A second crucial advance was made by Fishbein and Ajzen who demonstrated that behavioural prediction depended upon the use of cognition measures which describe the action/s concerned at the same level of specificity as the behaviour measure (Ajzen & Fishbein, 1977; Fishbein & Ajzen, 1975; Ajzen, 1988). For example, when identifying the cognitive antecedents of a particular action, such as destroying all your remaining cigarettes when you get home, statements used to assess individual beliefs, or cognitions should refer to this particular action towards this target in this context at this time. Similarly, when measuring cognitions relevant to the achievement of a behavioural goal which involves a sequences of actions over time, such as not smoking over the next week, cognition measures should specify that particular goal e.g., not smoking over the next week.

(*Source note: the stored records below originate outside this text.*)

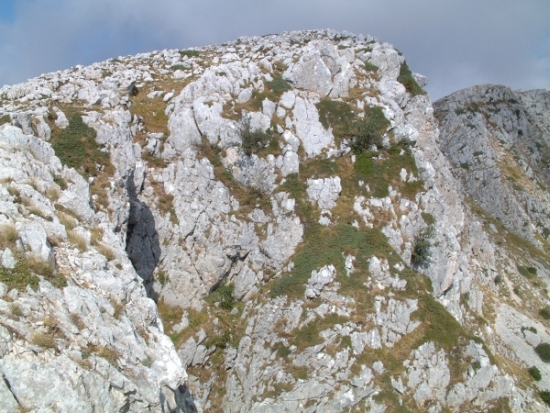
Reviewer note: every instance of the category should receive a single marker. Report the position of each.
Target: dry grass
(8, 236)
(96, 235)
(67, 220)
(43, 340)
(107, 252)
(77, 240)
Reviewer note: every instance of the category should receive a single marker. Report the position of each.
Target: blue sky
(455, 43)
(7, 10)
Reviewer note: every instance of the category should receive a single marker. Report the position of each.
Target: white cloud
(456, 44)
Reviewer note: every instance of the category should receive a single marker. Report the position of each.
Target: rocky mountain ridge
(285, 202)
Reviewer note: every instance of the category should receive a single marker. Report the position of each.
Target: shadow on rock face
(142, 240)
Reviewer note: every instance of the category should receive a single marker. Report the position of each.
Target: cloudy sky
(455, 43)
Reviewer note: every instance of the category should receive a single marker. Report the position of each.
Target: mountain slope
(287, 206)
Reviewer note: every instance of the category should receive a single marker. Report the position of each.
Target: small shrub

A third important advance was made when Fishbein and Ajzen proposed that intention formation provides a mechanism by which action-relevant beliefs and outcome expectancies affect behaviour (e.g., Fishbein & Ajzen, 1975). The theory of reasoned action (TRA) specifies attitudes and subjective norms (see below) as antecedents of intention formation and has been extensively tested over a twenty year period (e.g., Fishbein & Ajzen, 1975; Van den Putte, 1991). For example, the TRA has been employed to identify beliefs correlated with safer sex intentions which, in turn, have been shown to predict reports of subsequent safer sexual behaviour amongst a variety of samples (Fisher, Fisher & Rye, 1995; Sheeran, Abraham & Orbell, 1999).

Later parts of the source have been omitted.